Agriculture Minister Derrick Kellier said in Parliament last April that there is an "urgency attached to certain aspects of fisheries management", which necessitates the bringing of a bill.

"The plunder of our resources by poachers requires the urgent amendment of the act to increase the fines," the minister said.

In addition to increased finds, the bill proposes several new definitions of key terms, changing, for example, the way fish is to be regarded by law.

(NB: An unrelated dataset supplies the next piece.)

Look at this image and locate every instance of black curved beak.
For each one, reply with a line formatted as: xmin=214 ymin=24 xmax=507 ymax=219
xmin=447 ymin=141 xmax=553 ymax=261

Currently, fish includes shell fish, crustaceans, and marine or fresh water animal life.

The proposed new definition makes fish any aquatic plant or animal whether piscine or not (including their eggs and all juvenile stages thereof) and by-products and includes any aquatic mammal.

- D.L.

 

SOME OF THE FISHERIES FINES

 

- Fishing without a licence

Current law: $1,000 and, in default of payment, imprisonment for a term not exceeding 12 months.

Proposed law: $3 million or a term of imprisonment for two years, or both fine and imprisonment.

- Failure to carry identification card

Current law: $20 and in default of payment thereof, imprisonment for a term not exceeding one month.

Proposed law: The fine is to be increased to $100,000.

- Using an unregistered or unlicensed boat

Current law: Fine not exceeding $200 and, in default of payment thereof, imprisonment for a term not exceeding six months.

Proposed law: $3 million, or imprisonment for up to 12 months, or both fine and imprisonment ( Resident Magistrate's Court).

Fine or imprisonment for up to five years or both fine and imprisonment (Circuit Court).

- Not having registration marks displayed in the prescribed manner on the boat

Current law: Fine not exceeding $20 or to imprisonment for a term not exceeding one month.

Proposed law: $500,000 fine.

- Disturbing any species of fish during closed season

Current law: (Conviction before a resident magistrate) Fine not exceeding $500 and, in default of payment, six months' imprisonment.

Proposed law: (Conviction in a Resident Magistrate's Court) $3 million, or up to 12 months' imprisonment, or both fine and imprisonment.

(Conviction in a Circuit Court) Fine or prison term not exceeding five years or both fine and imprisonment.

- Fishing in a declared fish sanctuary

Current law: Fine of $500 and, in default of payment, imprisonment for a term not exceeding six months.

Proposed law: (Conviction in a Resident Magistrate's Court) $3 million, or up to 12 months' imprisonment, or both fine and imprisonment.

(Conviction in a Circuit Court) Fine or prison term not exceeding five years or both fine and imprisonment.

- Landing and sale of illegally caught fish

Current law: Fine not exceeding $1,000 and, in default of payment thereof, imprisonment for a term not exceeding 12 months.

Proposed law: Conviction in a Resident Magistrate's Court) $3 million, or up to 24 months' imprisonment, or both fine and imprisonment.

(Conviction in a Circuit Court) Fine or prison term not exceeding five years or both fine and imprisonment.